Die Schweiz gilt als Land der Mieterinnen und Mieter: Laut Bundesamt für Statistik lebten Ende 2019 fast zwei Drittel der Haushalte – 2,3 Millionen – in Mietwohnungen. Demgegenüber stehen 1,4 Millionen Haushalte, die in ihren eigenen Wohnungen oder Häusern lebten. Kaum ein anderes Land in Europa hat einen höheren Mietanteil als die Schweiz.

Unverständlich deshalb, dass Bund und Kantone nur zögerlich auf den Wandel am Automarkt reagieren, wo der Anteil reiner Elektroautos bei den Neuwagen rasant zunimmt: Waren es 2019 bescheidene 4,2, sind es in diesem Jahr bereits mehr als 12 Prozent. Im November war laut Importeursvereinigung Auto Schweiz fast jedes fünfte Auto ein reiner Stromer – über zehn Prozent ebenfalls aufladebare Plug-in-Hybride.

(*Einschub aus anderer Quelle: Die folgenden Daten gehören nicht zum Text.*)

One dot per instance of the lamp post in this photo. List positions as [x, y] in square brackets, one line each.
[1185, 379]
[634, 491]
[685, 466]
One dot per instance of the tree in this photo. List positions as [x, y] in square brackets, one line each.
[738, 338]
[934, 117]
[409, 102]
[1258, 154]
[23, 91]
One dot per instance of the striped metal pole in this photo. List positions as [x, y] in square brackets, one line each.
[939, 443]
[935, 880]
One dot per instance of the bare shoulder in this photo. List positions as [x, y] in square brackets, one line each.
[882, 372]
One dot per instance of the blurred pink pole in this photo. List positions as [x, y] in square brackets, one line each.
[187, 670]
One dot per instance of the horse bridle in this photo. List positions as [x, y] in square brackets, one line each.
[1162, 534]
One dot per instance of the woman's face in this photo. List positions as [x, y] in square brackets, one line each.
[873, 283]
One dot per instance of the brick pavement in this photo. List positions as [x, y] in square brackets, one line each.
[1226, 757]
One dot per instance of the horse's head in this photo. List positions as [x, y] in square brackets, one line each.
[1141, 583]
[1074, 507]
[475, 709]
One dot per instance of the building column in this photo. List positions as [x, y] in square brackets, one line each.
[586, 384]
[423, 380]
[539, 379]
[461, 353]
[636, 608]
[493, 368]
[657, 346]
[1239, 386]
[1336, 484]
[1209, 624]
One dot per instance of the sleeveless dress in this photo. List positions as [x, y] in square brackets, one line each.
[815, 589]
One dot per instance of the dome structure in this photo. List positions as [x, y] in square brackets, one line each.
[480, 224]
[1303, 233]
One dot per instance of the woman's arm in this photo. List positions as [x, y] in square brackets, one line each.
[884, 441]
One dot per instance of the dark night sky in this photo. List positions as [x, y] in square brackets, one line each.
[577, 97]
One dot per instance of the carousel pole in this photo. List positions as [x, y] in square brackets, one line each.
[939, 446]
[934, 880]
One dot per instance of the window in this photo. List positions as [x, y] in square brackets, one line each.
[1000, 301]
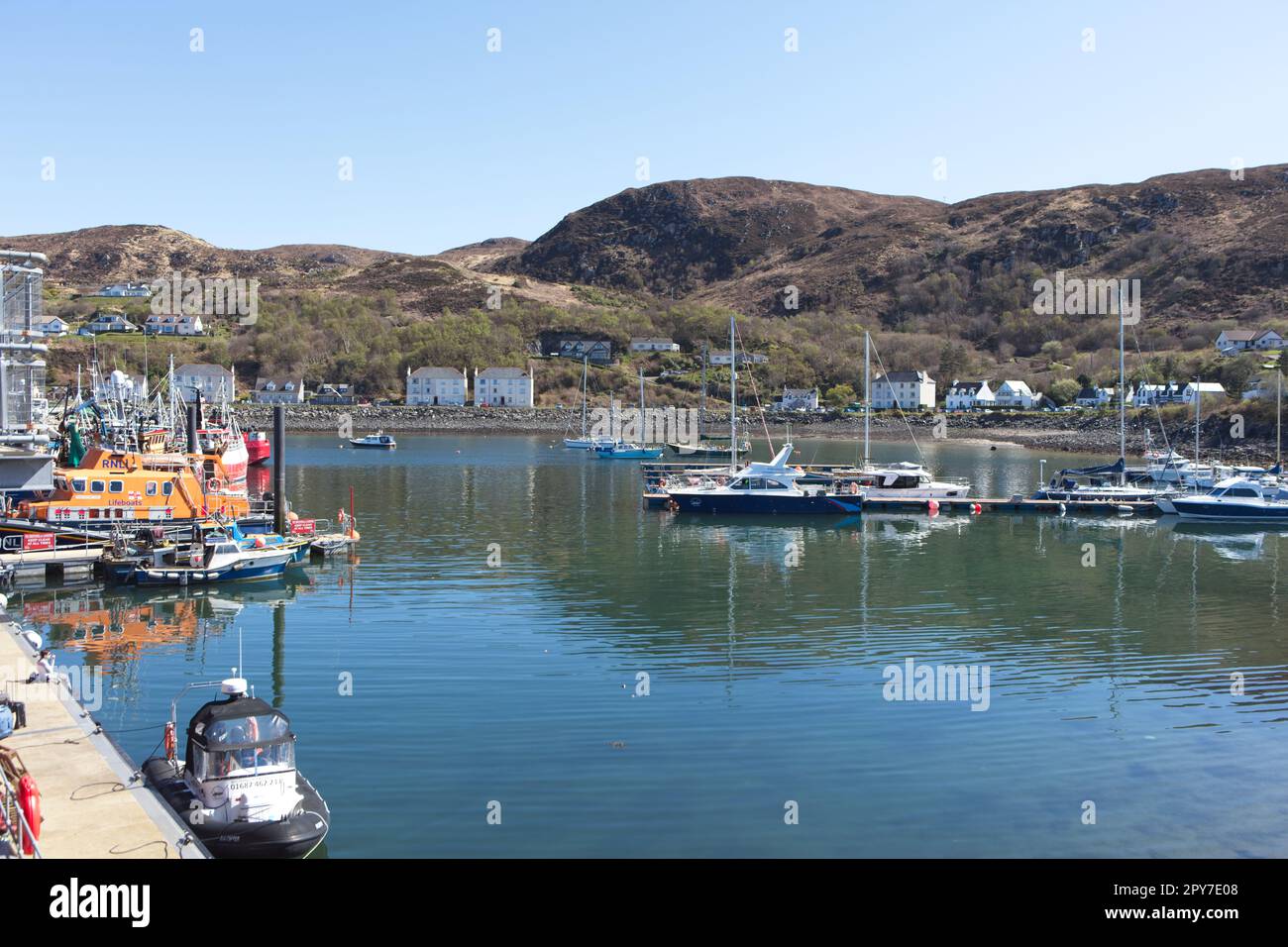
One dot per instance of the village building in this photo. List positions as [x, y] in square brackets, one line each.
[437, 385]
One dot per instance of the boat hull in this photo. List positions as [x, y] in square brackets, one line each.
[1211, 510]
[290, 838]
[827, 504]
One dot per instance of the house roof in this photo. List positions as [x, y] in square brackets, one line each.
[905, 376]
[202, 368]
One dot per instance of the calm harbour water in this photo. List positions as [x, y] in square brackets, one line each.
[516, 684]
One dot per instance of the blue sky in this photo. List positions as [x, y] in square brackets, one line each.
[241, 145]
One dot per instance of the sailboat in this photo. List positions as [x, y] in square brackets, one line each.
[707, 445]
[585, 442]
[621, 450]
[898, 480]
[759, 487]
[1107, 482]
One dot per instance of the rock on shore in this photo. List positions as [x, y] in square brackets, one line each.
[1082, 432]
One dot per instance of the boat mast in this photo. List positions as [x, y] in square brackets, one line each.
[702, 408]
[867, 394]
[733, 398]
[643, 421]
[1198, 397]
[1122, 386]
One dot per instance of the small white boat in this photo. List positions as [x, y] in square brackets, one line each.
[378, 441]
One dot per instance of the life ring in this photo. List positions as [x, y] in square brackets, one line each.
[29, 797]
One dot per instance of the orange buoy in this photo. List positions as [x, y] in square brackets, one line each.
[29, 797]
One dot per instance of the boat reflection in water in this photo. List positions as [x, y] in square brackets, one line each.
[114, 625]
[1234, 541]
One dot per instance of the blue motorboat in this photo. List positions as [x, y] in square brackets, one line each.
[1235, 499]
[763, 487]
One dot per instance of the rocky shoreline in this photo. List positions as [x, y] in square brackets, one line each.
[1082, 433]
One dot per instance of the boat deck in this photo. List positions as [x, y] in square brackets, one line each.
[90, 806]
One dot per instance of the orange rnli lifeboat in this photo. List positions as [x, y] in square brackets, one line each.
[121, 486]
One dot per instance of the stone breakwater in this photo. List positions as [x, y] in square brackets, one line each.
[1085, 433]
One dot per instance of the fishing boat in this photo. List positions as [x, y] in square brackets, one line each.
[258, 447]
[215, 557]
[237, 787]
[764, 487]
[378, 441]
[1237, 499]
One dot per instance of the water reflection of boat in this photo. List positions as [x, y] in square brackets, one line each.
[1235, 541]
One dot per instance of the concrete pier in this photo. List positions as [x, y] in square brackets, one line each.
[91, 806]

Die unweigerliche Frage: Wo sollen all diese Autos laden? Ohne einen grossflächigen Ausbau der Ladeinfrastruktur in Mietshäusern wird der Trend zur E-Mobilität unweigerlich früher oder später an Grenzen stossen.

Bundesrat zögerlich

In einer Interpellation fragte die Schaffhauser Nationalrätin Martina Munz (65) bereits im Herbst 2020 beim Bundesrat nach, mit welchen Massnahmen der Bund den Zubau von Ladeinfrastruktur in Mietliegenschaften fördern will. Die Antwort des Bundesrats: «Im Rahmen des totalrevidierten CO₂-Gesetzes nach 2020 wird ein neuer Klimafonds geschaffen. Aus diesem sollen unter anderem Ladeinfrastrukturen in Mehrparteiengebäuden durch ein nationales Förderprogramm gefördert werden.» Ausserdem unterstütze der Bund mit verschiedenen Massnahmen im Bereich der Information, Sensibilisierung, Beratung sowie der Erarbeitung und Verbreitung von Hilfsmitteln den Ausbau der Ladeinfrastruktur.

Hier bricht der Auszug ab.